Please find sin (alpha/2) and cos (alpha/2)

sec alpha = 3, -pi/2 < alpha < 0

To find sin(alpha/2) and cos(alpha/2), we need to use the given information that sec(alpha) = 3.

Recall that sec(alpha) is the reciprocal of the cosine function.

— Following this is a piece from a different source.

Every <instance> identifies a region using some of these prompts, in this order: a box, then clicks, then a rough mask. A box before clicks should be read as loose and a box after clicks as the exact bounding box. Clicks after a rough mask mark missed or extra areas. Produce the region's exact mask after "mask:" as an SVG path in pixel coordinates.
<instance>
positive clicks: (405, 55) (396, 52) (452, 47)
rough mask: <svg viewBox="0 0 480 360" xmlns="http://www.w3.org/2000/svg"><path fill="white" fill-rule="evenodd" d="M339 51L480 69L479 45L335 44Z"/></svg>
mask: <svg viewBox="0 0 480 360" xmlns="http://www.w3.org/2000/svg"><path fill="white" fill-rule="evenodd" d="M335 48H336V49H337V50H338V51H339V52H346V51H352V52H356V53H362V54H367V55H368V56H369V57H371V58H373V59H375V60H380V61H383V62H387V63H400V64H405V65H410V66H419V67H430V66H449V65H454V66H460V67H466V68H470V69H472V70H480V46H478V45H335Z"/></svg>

So, we can find the cosine value by taking the reciprocal of the given sec(alpha) value:

cos(alpha) = 1 / sec(alpha)
= 1 / 3

Now, to find sin(alpha), we can use the Pythagorean identity which states that sin^2(alpha) + cos^2(alpha) = 1. We already know cos(alpha) from the previous step, so we can rearrange the equation to find sin(alpha):

sin^2(alpha) = 1 - cos^2(alpha)
= 1 - (1/3)^2
= 1 - 1/9
= 8/9

Taking the square root of both sides:

sin(alpha) = sqrt(8/9)
= sqrt(8) / sqrt(9)
= (sqrt(8) / 3)

Finally, to find sin(alpha/2) and cos(alpha/2), we can use the half-angle formula:

sin(alpha/2) = sqrt((1 - cos(alpha)) / 2)
= sqrt((1 - 1/3) / 2)
= sqrt(2/6)
= sqrt(1/3)
= 1/sqrt(3)
= sqrt(3) / 3

cos(alpha/2) = sqrt((1 + cos(alpha)) / 2)
= sqrt((1 + 1/3) / 2)
= sqrt(4/6)
= sqrt(2/3)
= sqrt(2) / sqrt(3)
= sqrt(6) / 3

Therefore, sin(alpha/2) = sqrt(3)/3 and cos(alpha/2) = sqrt(6)/3.